B. Inhalt und Gegenstand der Entscheidung
Der Kläger war als Gründungsgesellschafter an der Z-AG (AG) beteiligt. Die Aktien der AG waren zum Börsenhandel zugelassen. Im Jahr 2011 leiteten der Kläger und andere verkaufsbereite Aktionäre ein öffentliches Gebotsverfahren im Umfang einer Mehrheitsbeteiligung an der AG in die Wege. An dem Verfahren beteiligten sich als Bieter u.a. die B und die C. C bot zunächst 16,50 Euro pro Aktie, B einen Preis zwischen 15,50 Euro und 17,50 Euro pro Aktie.

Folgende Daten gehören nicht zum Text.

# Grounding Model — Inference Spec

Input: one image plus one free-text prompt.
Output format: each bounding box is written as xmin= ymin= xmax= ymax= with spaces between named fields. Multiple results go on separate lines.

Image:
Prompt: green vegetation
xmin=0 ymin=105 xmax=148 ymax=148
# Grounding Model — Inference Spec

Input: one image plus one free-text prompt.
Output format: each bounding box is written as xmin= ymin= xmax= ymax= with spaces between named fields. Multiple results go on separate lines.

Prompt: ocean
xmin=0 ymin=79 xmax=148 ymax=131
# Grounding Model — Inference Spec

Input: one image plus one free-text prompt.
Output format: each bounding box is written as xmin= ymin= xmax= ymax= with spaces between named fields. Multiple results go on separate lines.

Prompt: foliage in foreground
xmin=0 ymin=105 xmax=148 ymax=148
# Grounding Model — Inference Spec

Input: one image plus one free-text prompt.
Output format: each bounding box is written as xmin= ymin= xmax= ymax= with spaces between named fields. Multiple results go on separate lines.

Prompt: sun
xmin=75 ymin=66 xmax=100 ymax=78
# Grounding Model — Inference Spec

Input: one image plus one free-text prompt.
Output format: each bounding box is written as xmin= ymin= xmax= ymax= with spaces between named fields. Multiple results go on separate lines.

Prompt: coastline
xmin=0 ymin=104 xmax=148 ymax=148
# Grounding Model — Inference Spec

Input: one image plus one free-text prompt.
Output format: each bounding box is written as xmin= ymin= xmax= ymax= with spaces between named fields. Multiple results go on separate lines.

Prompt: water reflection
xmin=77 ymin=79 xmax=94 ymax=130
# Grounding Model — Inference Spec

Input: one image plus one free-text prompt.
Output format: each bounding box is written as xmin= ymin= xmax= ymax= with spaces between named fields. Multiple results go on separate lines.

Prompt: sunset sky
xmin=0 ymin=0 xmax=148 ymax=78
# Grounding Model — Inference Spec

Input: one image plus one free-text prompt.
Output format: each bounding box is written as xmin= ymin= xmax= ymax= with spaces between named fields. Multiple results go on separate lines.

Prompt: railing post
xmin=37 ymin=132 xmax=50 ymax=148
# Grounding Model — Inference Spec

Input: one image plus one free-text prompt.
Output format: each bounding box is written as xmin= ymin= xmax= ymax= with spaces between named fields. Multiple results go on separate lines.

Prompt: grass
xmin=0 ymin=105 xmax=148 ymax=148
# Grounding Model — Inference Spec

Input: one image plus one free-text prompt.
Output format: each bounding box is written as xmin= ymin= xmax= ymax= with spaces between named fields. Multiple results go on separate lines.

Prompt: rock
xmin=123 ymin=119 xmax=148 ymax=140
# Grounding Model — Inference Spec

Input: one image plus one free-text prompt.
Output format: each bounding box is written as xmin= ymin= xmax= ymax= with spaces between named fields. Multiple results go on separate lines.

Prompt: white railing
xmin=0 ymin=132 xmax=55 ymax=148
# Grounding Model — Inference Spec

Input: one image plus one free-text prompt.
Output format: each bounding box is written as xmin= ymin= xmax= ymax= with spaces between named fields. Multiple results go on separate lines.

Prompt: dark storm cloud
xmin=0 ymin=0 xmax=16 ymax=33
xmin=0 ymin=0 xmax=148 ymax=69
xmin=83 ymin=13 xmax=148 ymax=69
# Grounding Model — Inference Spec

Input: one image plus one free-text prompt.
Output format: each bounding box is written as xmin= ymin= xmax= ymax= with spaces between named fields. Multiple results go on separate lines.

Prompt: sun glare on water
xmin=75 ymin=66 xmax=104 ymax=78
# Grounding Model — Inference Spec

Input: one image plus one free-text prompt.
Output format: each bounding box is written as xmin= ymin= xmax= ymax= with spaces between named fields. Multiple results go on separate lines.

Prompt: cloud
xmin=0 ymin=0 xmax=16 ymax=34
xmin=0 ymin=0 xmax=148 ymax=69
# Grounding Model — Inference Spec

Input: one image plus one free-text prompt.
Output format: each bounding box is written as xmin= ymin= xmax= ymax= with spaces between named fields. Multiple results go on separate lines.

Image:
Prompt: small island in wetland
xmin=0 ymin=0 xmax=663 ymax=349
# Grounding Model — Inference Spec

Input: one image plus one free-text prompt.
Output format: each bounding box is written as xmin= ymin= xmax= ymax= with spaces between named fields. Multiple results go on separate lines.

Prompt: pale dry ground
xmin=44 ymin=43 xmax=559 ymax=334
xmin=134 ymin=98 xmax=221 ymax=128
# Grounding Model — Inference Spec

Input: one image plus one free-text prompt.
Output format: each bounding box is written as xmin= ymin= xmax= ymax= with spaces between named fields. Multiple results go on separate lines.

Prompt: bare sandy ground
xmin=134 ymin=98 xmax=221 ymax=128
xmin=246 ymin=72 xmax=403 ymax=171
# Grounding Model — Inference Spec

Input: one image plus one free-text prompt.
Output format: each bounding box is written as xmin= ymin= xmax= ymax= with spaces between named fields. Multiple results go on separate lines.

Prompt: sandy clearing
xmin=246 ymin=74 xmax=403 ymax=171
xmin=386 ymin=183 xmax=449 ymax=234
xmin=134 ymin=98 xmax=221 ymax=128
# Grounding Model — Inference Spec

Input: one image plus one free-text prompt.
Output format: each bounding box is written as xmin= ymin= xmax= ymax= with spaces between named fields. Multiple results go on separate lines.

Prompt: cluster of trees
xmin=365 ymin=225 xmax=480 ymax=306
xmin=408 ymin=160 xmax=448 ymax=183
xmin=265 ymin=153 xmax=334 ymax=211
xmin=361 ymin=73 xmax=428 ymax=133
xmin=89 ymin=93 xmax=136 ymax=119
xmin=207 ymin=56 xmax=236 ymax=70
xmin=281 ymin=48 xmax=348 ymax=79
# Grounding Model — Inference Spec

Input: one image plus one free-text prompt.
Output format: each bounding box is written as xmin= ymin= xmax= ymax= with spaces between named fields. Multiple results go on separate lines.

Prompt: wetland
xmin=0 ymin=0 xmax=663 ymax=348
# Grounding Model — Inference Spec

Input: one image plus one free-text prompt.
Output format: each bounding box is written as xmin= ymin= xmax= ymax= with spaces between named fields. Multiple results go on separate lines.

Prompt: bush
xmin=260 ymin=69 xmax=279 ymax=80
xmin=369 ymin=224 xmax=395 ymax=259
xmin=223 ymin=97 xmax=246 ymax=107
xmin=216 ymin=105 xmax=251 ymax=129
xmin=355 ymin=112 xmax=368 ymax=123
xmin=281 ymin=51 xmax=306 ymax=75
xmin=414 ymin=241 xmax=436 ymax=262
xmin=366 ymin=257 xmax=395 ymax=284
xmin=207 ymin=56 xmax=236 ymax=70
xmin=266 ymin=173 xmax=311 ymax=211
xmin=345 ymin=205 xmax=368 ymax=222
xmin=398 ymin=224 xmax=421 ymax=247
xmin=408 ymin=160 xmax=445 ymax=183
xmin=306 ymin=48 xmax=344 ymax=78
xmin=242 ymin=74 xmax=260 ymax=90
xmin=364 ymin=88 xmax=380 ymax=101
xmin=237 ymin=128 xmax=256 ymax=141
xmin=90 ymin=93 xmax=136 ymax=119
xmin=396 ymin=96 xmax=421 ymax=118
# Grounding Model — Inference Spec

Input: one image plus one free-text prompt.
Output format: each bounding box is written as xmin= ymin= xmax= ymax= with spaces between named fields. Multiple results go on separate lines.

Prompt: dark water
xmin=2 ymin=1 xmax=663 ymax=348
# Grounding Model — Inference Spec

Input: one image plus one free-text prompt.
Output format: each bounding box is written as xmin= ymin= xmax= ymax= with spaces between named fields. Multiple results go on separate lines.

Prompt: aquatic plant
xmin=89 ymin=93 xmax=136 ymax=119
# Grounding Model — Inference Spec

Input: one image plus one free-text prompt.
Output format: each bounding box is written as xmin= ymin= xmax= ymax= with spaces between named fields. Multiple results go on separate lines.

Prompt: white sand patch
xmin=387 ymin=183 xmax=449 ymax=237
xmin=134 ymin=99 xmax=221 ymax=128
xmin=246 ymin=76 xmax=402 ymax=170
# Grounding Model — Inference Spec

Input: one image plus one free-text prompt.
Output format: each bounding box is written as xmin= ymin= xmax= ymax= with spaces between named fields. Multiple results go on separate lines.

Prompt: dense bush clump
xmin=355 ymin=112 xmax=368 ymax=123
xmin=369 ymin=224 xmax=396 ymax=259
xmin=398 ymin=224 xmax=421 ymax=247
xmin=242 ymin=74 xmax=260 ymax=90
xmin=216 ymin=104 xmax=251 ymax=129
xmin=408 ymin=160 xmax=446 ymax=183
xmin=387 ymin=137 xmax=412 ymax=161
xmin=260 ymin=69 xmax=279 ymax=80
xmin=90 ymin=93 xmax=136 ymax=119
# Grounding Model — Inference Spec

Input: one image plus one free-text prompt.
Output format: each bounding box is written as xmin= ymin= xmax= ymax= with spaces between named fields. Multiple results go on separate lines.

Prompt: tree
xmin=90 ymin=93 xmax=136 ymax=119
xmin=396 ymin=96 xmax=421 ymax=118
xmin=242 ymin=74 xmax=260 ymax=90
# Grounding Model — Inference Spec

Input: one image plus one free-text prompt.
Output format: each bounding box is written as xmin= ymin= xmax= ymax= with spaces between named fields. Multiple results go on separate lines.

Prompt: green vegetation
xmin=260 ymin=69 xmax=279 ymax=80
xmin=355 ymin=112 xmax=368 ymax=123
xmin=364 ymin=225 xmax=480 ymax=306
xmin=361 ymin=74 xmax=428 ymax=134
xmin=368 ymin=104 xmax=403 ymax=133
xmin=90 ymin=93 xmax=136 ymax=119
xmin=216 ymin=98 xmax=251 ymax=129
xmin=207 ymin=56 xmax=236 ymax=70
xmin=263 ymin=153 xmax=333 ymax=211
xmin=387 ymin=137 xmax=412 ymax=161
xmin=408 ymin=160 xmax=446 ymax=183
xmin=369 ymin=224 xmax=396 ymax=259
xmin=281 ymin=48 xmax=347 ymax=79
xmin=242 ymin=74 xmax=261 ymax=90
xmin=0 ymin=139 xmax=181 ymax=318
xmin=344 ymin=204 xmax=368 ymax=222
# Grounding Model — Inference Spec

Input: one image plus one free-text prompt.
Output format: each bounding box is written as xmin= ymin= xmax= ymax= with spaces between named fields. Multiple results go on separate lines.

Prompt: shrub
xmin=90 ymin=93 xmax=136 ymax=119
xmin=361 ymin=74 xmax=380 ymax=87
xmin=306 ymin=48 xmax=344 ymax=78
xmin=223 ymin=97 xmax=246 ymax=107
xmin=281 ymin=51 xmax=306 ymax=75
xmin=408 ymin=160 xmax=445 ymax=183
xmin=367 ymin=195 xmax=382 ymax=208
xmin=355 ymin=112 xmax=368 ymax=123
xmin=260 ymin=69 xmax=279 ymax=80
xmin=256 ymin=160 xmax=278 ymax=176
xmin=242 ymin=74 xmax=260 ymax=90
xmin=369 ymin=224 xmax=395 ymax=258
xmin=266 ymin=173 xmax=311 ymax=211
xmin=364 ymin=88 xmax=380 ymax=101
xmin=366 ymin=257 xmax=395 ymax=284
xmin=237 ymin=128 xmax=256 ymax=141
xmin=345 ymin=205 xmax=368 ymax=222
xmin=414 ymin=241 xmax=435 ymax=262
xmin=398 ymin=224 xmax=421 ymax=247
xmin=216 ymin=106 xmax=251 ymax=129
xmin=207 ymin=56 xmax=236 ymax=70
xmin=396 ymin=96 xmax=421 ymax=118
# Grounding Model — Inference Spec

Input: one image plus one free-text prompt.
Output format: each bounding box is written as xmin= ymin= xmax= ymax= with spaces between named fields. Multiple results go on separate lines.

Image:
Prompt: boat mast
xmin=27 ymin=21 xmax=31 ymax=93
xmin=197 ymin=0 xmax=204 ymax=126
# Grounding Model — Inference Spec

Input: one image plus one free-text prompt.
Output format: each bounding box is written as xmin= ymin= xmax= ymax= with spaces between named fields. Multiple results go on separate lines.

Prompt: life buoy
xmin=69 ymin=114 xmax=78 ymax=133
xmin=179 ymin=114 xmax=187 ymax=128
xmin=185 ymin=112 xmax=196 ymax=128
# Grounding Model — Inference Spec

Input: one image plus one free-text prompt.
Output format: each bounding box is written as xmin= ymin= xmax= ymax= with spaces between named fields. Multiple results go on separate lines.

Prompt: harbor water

Ende 2011 stellte B ein Angebot für 19 Euro pro Aktie in Aussicht, verlangte jedoch zur Durchführung einer erweiterten Due Diligence den Abschluss eines „Exclusivity Agreement“ bei Vereinbarung einer an die Aktionäre zu zahlenden „Break Fee“ i.H.v. 2,5 Mio. Euro. Dieses Angebot lehnten die Aktionäre ab. Eine Einigung mit C stehe unmittelbar bevor. Es bestünde die Gefahr der Minderung des Verkaufspreises durch Verlagerung von Know-how auf B. Außerdem drohten erhebliche Kosten für Rechts- und Steuerberatung sowie Bindung des Managements der AG. B erhöhte daraufhin die „Break Fee“ um 1 Mio. Euro, zahlbar an die AG, und das „Exclusivity Agreement“ kam 2011 zustande.
In der Vereinbarung verpflichteten sich die Aktionäre (u.a.), während des vereinbarten Zeitraums („Exclusivity Period“) sämtliche Verhandlungen über den Verkauf der Anteile mit Dritten zu unterlassen, die Aktien weder zu veräußern noch zu übertragen, B weitere Informationen zur Verfügung zu stellen und ein innerhalb der Frist abgegebenes Gebot über mindestens 19 Euro pro Aktie anzunehmen. B verpflichtete sich im Falle eines „Break“ an die Aktionäre 2,5 Mio. Euro und an die AG 1 Mio. Euro zu zahlen zum Ausgleich für Kosten und etwaige Schäden. Darüber hinausgehende Ansprüche der Aktionäre oder der AG gegen B wurden ausgeschlossen. Ein „Break“ trat ein, wenn B innerhalb der Angebotsfrist kein öffentliches Angebot über 19 Euro pro Aktie abgab. Zur Abgabe eines solchen Angebots verpflichtete sich B jedoch nicht. B ließ die Frist verstreichen und zahlte die vereinbarten Summen. Der Kläger vereinnahmte davon 161.266,90 Euro.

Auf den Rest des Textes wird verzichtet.